Photographer Brant Barrett turns images into narratives
When does a hobby become a serious artistic endeavor? For Grand Strand photographer Brant Barrett, crossing the boundary involved discovering the difference between taking pretty pictures and creating art. Barrett searched for that transition point, found it, and continues to learn and hone his craft as he produces award-winning work, some of which is currently featured in the Feast Local exhibit at the Franklin G. Burroughs-Simeon B. Chapin Art Museum in Myrtle Beach.
Content in Barrett’s photography ranges from tobacco fields to bus rides to restaurant kitchens to a wildlife refuge, yet his body of work displays a motif of Southern culture and an earnest reflection on people and places that might otherwise be overlooked.
Barrett entered the world of photography in his retirement, seeking a pastime and a creative outlet. Armed with a digital camera and a state park pass, he took “a gazillion” pictures of birds, landscape and wildlife at Huntington Beach State Park over a period of a few months, and while the result was rewarding, he felt an urge to do more.
“It just seemed that it was somewhat limited,” said Barrett. “I realized that if I wanted to grow, I needed some professional help, so that’s when I decided to turn to the university.”
Barrett enrolled in his first photography class at Coastal Carolina University in 2012 and over the past five years has studied under multiple professors. However, they conveyed essentially the same response to his work.
“They made me understand that anyone can take a beautiful photograph, intentionally or accidentally,” said Barrett. “It can happen. But not everybody can create a cohesive body of work. They’re basically saying you need to tell a story with your work.”
Easton Selby, chair and associate professor in the Department of Visual Arts, remembers telling Barrett, “You need more meat within your work, something for someone to grab on to and take away from it.”
Over the next few semesters, Barrett began putting more research into his work to gain a full understanding of the story behind the images he sought to capture. One project, now titled Bright Leaf, was created from Barrett’s visits to local tobacco fields over a period of two years.
Barrett began his research by reading Eldred E. “Wink” Prince’s Long Green: The Rise and Fall of Tobacco in South Carolina and by considering numerous approaches to the topic. He finally settled on photographs that document the modernized process of tobacco farming, in contrast to the more traditional method. The reasoning for his focus grew out of an understanding of how farming practices represent Southern lifestyles, both traditional and modern.
“I had friends who grew up on family farms in Horry County and grew tobacco,” said Barrett, “and I heard stories over and over again about how children all summer long worked in those fields in the heat, daylight to dusk. I couldn’t really go back and photograph them and how that occurred, but I said, I’ll do what I can do: document current practices.
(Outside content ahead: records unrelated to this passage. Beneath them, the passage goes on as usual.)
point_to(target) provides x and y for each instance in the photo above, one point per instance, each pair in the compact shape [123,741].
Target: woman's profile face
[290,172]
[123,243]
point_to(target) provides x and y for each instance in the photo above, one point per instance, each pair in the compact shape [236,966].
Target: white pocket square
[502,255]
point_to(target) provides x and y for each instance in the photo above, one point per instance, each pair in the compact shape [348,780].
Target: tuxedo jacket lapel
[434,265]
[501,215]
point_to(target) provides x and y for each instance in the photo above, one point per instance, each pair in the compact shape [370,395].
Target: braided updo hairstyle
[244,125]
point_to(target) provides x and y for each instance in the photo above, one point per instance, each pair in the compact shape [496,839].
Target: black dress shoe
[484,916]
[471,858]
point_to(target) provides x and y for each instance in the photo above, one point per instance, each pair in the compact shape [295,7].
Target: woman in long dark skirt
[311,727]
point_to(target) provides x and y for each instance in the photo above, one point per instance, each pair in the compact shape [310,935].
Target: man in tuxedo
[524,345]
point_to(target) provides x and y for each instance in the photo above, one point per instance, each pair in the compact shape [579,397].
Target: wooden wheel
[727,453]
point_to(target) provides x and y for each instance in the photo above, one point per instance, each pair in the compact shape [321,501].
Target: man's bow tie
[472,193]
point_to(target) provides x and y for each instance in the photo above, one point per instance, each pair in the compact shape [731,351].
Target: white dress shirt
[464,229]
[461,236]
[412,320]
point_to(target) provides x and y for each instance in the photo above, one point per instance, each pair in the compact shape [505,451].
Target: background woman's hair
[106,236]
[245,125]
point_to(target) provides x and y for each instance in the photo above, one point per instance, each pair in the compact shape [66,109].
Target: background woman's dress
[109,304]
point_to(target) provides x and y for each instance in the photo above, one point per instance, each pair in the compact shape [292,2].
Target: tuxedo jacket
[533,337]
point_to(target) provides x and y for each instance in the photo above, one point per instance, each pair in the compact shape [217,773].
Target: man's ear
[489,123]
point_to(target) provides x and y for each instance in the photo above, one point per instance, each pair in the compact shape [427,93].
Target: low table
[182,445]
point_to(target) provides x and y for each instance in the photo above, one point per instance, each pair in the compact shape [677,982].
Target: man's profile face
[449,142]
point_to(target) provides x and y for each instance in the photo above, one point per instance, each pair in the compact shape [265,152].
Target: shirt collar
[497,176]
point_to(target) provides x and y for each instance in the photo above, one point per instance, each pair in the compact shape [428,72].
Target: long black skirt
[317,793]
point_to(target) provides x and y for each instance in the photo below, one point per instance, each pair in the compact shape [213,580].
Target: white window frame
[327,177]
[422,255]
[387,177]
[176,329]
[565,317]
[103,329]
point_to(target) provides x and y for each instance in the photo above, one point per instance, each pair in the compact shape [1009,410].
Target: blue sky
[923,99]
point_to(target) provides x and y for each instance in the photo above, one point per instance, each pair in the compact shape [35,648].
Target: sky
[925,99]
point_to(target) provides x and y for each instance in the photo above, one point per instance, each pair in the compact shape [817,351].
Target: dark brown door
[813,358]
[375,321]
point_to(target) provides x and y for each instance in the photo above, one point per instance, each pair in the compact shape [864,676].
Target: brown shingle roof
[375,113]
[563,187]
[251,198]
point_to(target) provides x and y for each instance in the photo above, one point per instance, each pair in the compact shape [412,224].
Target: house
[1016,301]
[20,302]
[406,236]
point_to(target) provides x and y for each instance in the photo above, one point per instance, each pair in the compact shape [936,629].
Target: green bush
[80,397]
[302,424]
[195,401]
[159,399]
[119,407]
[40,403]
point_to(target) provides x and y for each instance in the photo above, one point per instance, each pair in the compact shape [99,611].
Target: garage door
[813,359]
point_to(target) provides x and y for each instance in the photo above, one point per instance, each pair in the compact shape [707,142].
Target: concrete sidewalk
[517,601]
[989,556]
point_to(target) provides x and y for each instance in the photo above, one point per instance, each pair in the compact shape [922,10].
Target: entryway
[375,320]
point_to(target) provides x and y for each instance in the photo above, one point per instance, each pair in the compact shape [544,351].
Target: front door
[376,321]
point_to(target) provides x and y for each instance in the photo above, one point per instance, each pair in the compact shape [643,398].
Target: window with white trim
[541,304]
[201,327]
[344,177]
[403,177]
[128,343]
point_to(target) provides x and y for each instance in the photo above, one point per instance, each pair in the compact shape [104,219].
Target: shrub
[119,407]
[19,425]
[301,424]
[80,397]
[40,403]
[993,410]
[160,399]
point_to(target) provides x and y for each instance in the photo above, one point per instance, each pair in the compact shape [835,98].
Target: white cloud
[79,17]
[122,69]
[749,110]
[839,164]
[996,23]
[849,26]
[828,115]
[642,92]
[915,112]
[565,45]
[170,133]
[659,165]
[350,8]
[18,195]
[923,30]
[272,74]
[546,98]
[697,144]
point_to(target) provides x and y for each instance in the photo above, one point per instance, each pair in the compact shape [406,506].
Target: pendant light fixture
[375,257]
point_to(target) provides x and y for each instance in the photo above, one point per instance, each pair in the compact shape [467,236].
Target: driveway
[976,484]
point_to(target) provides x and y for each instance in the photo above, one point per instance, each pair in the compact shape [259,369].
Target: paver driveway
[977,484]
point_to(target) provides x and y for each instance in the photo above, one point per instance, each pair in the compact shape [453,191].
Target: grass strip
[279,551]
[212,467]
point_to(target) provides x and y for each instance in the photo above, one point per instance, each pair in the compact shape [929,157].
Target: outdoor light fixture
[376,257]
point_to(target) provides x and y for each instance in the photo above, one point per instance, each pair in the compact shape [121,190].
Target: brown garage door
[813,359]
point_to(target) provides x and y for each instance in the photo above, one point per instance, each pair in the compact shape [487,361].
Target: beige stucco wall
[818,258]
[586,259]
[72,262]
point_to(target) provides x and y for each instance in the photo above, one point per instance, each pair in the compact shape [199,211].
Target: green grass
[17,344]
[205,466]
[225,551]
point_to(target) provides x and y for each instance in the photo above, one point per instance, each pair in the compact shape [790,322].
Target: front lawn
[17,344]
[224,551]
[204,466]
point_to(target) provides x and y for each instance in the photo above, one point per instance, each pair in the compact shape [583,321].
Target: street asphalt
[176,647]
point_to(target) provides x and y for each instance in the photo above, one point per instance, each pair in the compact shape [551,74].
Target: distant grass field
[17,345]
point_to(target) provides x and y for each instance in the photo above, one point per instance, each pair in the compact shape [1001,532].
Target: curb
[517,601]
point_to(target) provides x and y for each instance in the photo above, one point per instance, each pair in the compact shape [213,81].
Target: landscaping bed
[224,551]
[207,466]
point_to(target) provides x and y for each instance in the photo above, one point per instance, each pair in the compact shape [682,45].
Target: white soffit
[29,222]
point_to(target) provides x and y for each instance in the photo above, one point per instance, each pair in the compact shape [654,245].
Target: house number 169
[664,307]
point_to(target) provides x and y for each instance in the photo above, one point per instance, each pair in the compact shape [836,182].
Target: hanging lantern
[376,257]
And my friends hated [my photographs] because they said, ‘Farmers today disrespect the leaf.’ My friend said if he broke a leaf while working, he couldn’t sit down for a week. So now they harvest it mechanically and they put it in compacters and 700-pound bales with wire around them, and my friends say, ‘That’s not the way we did it.’ So there’s a story involved there.”
Barrett’s photograph Rooster Time from the Bright Leaf series won the photography category at 2017 ArtFields, a prestigious juried annual art festival in Lake City, South Carolina.
Barrett’s current exhibit at the Myrtle Beach Art Museum began when Liz Miller, curator at the museum, asked him to document people and places involved in food preparation and service in Horry and Georgetown counties. Barrett visited numerous fairly humble establishments that serve a local crowd and would likely be missed by a tourist passing through. Scott’s Bar-B-Que in Hemingway, Ocean Fish Market in Conway and Big Mike’s Soul Food in Myrtle Beach were all destinations where Barrett photographed the cooks, the diners, the décor and the process of preparing food in a home-style environment.
Miller initially sought out Barrett for the exhibit because she was familiar with his background and his work.
“He knows the people, he knows the places, he knows how to capture the feeling of the place. When you experience his photographs, you know what it feels like to be sitting at that diner,” Miller said.
In considering Barrett’s artistic progress over the past several years, Selby said it’s rewarding when students take critique to heart and fully incorporate it into their work.
“Our message finally—to use a photo pun—clicked, and he was like ‘Oh. OK. This is what they meant,’” said Selby. “It’s been absolutely wonderful to watch that process.”